Randgold’s Loulo-Gounkoto complex in Mali. (Image: Randgold Resources)
TORONTO – Barrick Gold has made an all-share offer worth US$6 billion for Randgold Resources. The merger, subject to the approval of both companies’ shareholders, will create an industry leading gold miner with a combined market cap of US$18 billion.
Barrick intends to acquire all of the issued and outstanding shares of Randgold for an estimated US$6 billion in Barrick shares. Each Randgold shareholder will receive 6.128 “New” Barrick shares for each Randgold share. When the deal closes, current Barrick shareholders will own about 66.6% and Randgold shareholders will own 33.4% of New Barrick on a fully diluted basis.

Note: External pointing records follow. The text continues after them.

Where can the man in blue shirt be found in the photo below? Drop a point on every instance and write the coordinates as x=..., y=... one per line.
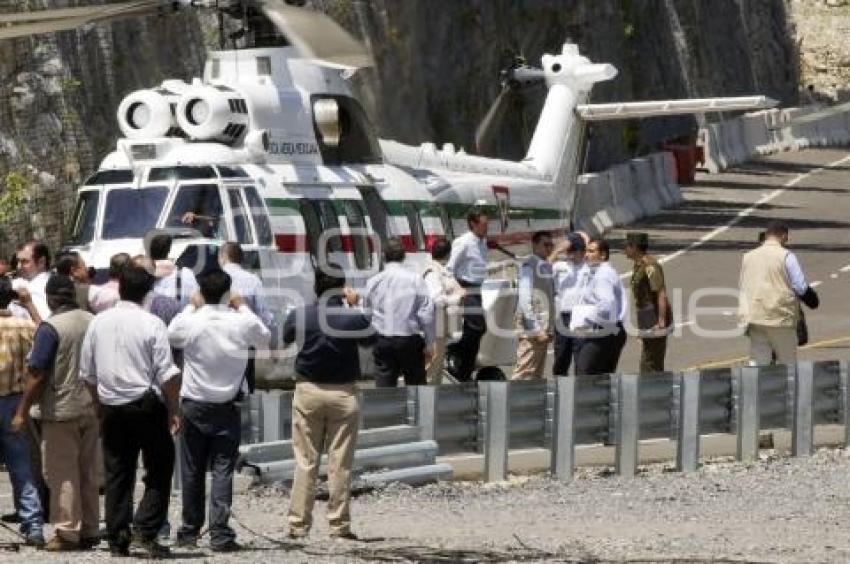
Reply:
x=325, y=409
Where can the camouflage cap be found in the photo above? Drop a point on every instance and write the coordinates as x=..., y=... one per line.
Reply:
x=637, y=237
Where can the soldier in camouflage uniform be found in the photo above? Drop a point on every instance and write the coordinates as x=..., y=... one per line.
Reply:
x=654, y=318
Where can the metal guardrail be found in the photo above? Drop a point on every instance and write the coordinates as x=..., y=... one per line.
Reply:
x=494, y=417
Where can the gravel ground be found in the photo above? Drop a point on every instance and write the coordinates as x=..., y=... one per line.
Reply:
x=775, y=510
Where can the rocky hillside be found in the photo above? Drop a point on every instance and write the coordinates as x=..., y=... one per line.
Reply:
x=437, y=73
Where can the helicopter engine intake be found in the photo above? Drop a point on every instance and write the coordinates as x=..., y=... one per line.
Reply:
x=146, y=114
x=213, y=113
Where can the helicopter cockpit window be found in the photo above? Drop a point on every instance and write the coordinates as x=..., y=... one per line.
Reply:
x=240, y=218
x=85, y=216
x=117, y=176
x=180, y=173
x=198, y=206
x=232, y=172
x=132, y=212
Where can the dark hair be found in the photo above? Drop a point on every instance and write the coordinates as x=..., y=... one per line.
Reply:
x=66, y=261
x=159, y=246
x=233, y=252
x=776, y=229
x=539, y=236
x=325, y=281
x=441, y=249
x=474, y=215
x=116, y=263
x=604, y=247
x=394, y=250
x=39, y=251
x=134, y=283
x=60, y=291
x=7, y=294
x=214, y=284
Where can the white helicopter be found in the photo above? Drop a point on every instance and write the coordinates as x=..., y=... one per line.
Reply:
x=271, y=149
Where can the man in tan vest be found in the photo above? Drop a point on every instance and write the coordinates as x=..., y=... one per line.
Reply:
x=771, y=283
x=535, y=309
x=69, y=428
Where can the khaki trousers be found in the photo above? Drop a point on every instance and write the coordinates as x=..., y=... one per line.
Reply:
x=70, y=459
x=765, y=342
x=324, y=417
x=530, y=359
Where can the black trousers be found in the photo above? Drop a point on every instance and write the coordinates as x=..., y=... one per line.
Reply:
x=564, y=347
x=210, y=439
x=127, y=430
x=600, y=355
x=463, y=353
x=399, y=356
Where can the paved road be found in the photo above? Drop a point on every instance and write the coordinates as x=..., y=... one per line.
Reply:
x=702, y=242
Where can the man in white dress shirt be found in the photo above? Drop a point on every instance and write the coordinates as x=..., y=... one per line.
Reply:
x=126, y=363
x=468, y=264
x=570, y=276
x=215, y=336
x=249, y=287
x=34, y=271
x=403, y=317
x=599, y=349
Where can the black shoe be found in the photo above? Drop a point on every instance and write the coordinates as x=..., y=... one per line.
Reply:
x=87, y=543
x=151, y=547
x=228, y=546
x=11, y=517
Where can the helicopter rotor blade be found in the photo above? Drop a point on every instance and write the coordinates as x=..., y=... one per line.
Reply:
x=316, y=35
x=23, y=24
x=486, y=130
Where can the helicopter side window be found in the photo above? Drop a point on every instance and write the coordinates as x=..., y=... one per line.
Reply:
x=84, y=218
x=260, y=215
x=132, y=212
x=360, y=238
x=198, y=206
x=417, y=232
x=240, y=219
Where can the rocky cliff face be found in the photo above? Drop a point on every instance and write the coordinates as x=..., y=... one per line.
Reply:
x=437, y=73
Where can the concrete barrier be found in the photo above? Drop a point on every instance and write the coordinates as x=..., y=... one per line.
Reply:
x=644, y=188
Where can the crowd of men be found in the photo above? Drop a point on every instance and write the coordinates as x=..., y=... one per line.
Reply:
x=95, y=375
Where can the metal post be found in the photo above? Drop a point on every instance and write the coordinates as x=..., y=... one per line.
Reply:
x=844, y=375
x=748, y=413
x=564, y=432
x=426, y=411
x=496, y=431
x=687, y=447
x=629, y=425
x=801, y=432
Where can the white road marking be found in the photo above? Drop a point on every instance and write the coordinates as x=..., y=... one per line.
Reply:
x=747, y=212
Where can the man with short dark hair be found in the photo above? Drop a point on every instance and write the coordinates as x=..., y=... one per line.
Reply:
x=171, y=281
x=772, y=281
x=215, y=332
x=535, y=308
x=652, y=306
x=33, y=267
x=325, y=409
x=468, y=264
x=16, y=338
x=445, y=292
x=403, y=316
x=106, y=295
x=69, y=426
x=127, y=364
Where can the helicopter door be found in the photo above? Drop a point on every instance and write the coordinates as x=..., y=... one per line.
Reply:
x=377, y=211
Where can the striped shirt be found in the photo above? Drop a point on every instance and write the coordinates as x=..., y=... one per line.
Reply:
x=16, y=336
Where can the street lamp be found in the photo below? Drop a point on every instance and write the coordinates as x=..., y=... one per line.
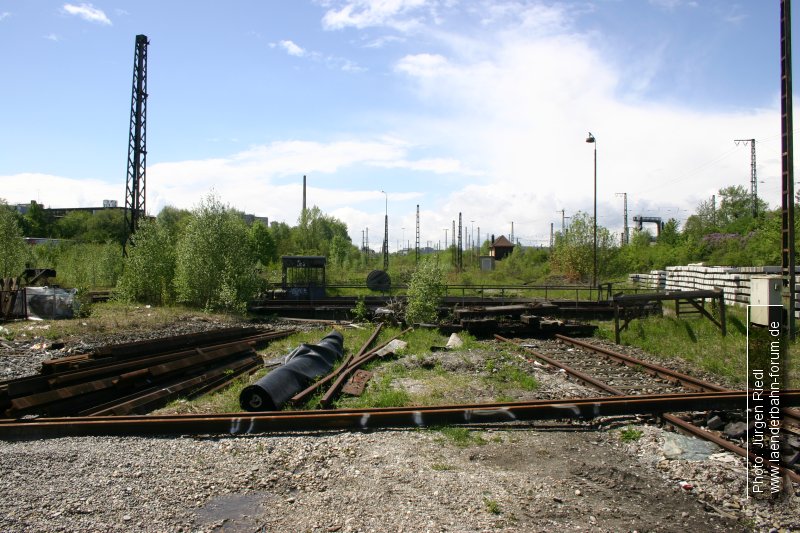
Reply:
x=386, y=233
x=592, y=140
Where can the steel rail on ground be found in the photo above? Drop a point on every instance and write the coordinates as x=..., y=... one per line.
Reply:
x=685, y=380
x=662, y=372
x=353, y=419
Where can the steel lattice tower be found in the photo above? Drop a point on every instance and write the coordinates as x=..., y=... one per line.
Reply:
x=753, y=176
x=137, y=141
x=787, y=164
x=416, y=247
x=460, y=250
x=453, y=253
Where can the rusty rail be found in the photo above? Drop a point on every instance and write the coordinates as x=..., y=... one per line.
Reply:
x=661, y=372
x=685, y=380
x=350, y=419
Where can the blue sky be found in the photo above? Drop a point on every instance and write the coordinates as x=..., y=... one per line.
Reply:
x=464, y=106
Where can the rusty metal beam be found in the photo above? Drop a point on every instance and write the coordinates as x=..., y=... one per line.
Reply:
x=251, y=423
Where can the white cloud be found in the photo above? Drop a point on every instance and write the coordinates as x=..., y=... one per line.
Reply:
x=87, y=12
x=380, y=42
x=292, y=49
x=366, y=13
x=330, y=61
x=517, y=105
x=253, y=180
x=421, y=65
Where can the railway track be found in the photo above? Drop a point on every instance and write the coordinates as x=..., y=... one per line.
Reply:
x=621, y=375
x=359, y=419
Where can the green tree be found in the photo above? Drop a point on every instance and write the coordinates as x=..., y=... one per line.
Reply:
x=315, y=232
x=425, y=292
x=670, y=233
x=215, y=266
x=149, y=273
x=107, y=225
x=73, y=225
x=573, y=253
x=174, y=220
x=282, y=235
x=263, y=244
x=37, y=222
x=14, y=250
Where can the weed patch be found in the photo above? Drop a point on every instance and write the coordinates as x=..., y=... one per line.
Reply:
x=459, y=436
x=492, y=506
x=630, y=434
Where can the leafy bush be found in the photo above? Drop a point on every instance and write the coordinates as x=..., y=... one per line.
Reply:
x=150, y=266
x=425, y=293
x=15, y=251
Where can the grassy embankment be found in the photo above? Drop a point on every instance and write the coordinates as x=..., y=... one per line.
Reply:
x=497, y=373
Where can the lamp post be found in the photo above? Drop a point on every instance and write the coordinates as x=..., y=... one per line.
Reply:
x=592, y=140
x=386, y=233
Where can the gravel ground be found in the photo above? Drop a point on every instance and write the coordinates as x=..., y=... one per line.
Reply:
x=512, y=478
x=527, y=480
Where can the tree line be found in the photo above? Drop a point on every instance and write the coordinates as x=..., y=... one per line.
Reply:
x=210, y=258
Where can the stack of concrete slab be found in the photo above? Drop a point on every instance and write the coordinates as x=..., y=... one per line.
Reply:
x=735, y=281
x=655, y=280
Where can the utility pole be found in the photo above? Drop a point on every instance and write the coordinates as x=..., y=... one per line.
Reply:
x=137, y=142
x=416, y=246
x=460, y=250
x=455, y=252
x=304, y=197
x=753, y=177
x=386, y=235
x=563, y=222
x=625, y=234
x=787, y=166
x=714, y=209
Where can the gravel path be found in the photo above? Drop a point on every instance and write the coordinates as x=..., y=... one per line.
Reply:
x=509, y=478
x=521, y=480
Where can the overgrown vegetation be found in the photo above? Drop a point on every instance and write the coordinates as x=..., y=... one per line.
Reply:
x=629, y=434
x=492, y=506
x=459, y=436
x=12, y=244
x=699, y=341
x=425, y=292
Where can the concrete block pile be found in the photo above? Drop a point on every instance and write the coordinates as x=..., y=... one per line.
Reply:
x=656, y=280
x=735, y=281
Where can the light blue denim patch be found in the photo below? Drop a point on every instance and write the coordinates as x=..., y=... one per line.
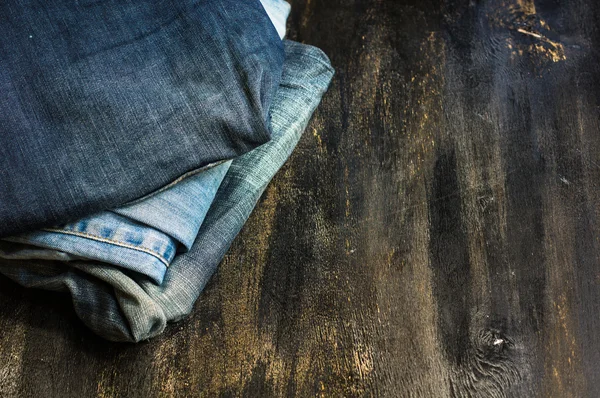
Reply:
x=106, y=237
x=278, y=11
x=143, y=236
x=179, y=210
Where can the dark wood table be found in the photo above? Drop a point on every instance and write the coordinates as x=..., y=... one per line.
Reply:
x=435, y=234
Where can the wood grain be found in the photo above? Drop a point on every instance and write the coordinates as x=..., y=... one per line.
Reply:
x=435, y=234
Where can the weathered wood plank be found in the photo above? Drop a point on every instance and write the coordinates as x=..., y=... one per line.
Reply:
x=436, y=232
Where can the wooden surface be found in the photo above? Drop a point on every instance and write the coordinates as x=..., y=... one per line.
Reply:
x=435, y=234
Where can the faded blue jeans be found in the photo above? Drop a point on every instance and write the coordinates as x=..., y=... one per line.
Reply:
x=143, y=236
x=123, y=306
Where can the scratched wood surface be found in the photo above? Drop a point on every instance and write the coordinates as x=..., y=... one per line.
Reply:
x=435, y=234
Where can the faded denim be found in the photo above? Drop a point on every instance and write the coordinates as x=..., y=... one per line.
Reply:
x=122, y=306
x=104, y=102
x=143, y=236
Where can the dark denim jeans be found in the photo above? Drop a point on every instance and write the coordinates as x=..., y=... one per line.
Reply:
x=143, y=236
x=124, y=306
x=103, y=102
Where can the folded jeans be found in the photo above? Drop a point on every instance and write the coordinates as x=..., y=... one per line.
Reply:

The deal is expected to close in Q1 2019, and a new executive team has already been proposed. John Thornton, now Barrick chairman, will become executive chairman of New Barrick. Mark Bristow, currently CEO of Randgold, will become president and CEO of New Barrick. Graham Shuttleworth of Randgold will become senior executive VP and CFO, and Kevin Thomson of Barrick will become senior executive VP of strategic matters. Two-thirds of the New Barrick board will be nominated by Barrick, and one-third by Randgold.
The proposed merger has left some analysts with lingering questions. What will happened to Acacia? Barrick created Acacia to segment its African assets. Randgold is primarily invested in that continent – Mali, Senegal, Cote Ivoire, and DRC. Will Barrick buy back Acacia? Will Barrick be content to hold a new portfolio of African ventures? Or could Barrick spin out Randgold’s assets to Acacia?
Already DaMina Advisors has expressed doubts that the Barrick board will approve the acquisition. Should the Barrick board dig in its heels, chairman John Thornton could be ousted.
A list of Randgold’s producers includes Massawa, Tongon, Kibali, Morila, and Loulo-Gounkoto. For its part, Barrick brings the Cortez, Golden Sunlight, Goldstrike, Hemlo, Jabal Sayid, Kalgoorlie, Lagunas Norte, Lumwana, Porgera, Pueblo Viejo, South Arturo, Turquoise Ridge, and Veladero mines to the table. (Note that at several mines the companies do not have 100% ownership.) In 2018 Barrick produced 5.3 million oz. of gold and Randgold 1.3 million oz.
Details of the merger are available and at www.RangoldResources.com and www.Barrick.com.
Elsewhere, Barrick and its 50% partner at the Veladero mine in Argentina, China’s Shandong Gold, are making a mutual investment in each other. Shandong will purchase up to US$300 million of Barrick shares, and Barrick will invest an equivalent amount in shares of Shandong.